Most RAG tutorials show you the happy path: embed your documents, store them in a vector database, do a similarity search, done. Ship it.
Then you put it in front of real users and discover that semantic search alone misses obvious keyword matches, exact product names get hallucinated into approximate nonsense, and your retrieval quality sits at maybe 60%.
This post covers how we fixed it — using nothing but PostgreSQL. pgvector for semantic search, tsvector for full-text search, and Reciprocal Rank Fusion to merge the results. No Pinecone. No Elasticsearch. Just Postgres.
TL;DR — Pure vector search got us ~62% retrieval precision. Adding full-text search + RRF fusion bumped it to ~84%, with near-perfect exact-match queries. Zero additional infrastructure — it's all just SQL.
Why Not Just Use Vector Search?
Vector (semantic) search is great at understanding meaning. If a user asks "how do I reduce cloud costs?" it will find documents about "infrastructure cost optimization" even if those exact words don't appear.
But it has blind spots.

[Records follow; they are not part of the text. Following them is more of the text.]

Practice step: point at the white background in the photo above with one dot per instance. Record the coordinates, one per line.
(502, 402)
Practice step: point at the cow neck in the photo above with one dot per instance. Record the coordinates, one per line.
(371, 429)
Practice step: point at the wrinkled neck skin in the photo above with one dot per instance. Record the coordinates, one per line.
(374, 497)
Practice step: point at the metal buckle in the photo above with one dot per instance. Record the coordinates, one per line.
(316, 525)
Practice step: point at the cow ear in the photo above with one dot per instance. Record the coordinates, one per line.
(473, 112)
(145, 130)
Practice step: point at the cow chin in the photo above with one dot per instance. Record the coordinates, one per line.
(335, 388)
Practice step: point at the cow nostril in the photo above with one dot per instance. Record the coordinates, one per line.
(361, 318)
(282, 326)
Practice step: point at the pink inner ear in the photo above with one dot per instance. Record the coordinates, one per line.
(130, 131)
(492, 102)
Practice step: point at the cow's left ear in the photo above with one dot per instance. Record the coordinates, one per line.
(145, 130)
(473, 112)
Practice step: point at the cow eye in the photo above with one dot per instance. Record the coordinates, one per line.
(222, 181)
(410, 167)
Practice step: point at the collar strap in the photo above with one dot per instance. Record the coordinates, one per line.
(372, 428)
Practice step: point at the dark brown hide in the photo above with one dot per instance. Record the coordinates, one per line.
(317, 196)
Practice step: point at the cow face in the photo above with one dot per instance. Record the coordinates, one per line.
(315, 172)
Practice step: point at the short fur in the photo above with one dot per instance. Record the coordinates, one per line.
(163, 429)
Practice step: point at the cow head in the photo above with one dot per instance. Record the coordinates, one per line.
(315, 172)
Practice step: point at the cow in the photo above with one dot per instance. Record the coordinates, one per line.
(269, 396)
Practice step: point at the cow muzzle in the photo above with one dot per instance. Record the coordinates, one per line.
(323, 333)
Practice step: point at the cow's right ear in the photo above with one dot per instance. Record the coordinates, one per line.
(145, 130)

Here's how the two approaches compare:
| Query type | Vector search | Full-text search |
|---|---|---|
| "infrastructure cost optimization" | Finds it even if phrased differently | Misses unless exact words match |
| "PCI-DSS v4" (exact standard) | Returns generic "security compliance" docs | Nails it |
| "ECS" (acronym) | Matches "container services" broadly | Finds exact AWS ECS references |
| "SQS DLQ config" (precise query) | Diluted by semantically similar noise | Direct hit |
| "how do I handle errors gracefully?" | Understands intent, finds relevant patterns | Misses if docs use different wording |
Neither approach is sufficient on its own. The answer is to use both.
Architecture Overview
Both searches run in parallel against the same PostgreSQL database. RRF merges the ranked lists into a single result set.
Setting Up the Database
pgvector for Semantic Search
CREATE EXTENSION IF NOT EXISTS vector;
CREATE TABLE document_chunks (
id UUID PRIMARY KEY DEFAULT gen_random_uuid(),
document_id UUID NOT NULL REFERENCES documents(id),
content TEXT NOT NULL,
embedding vector(3072), -- text-embedding-3-large dimensions
metadata JSONB DEFAULT '{}',
created_at TIMESTAMPTZ DEFAULT now()
);
-- HNSW index for approximate nearest neighbor search
CREATE INDEX idx_chunks_embedding ON document_chunks
USING hnsw (embedding vector_cosine_ops)
WITH (m = 16, ef_construction = 128);
Why HNSW over IVFFlat? HNSW gives better recall at query time without needing to tune
nprobe. IVFFlat is faster to build but requires choosing the number of lists upfront and tuning probe count per query. For production RAG where retrieval quality matters more than index build time, HNSW is the better default.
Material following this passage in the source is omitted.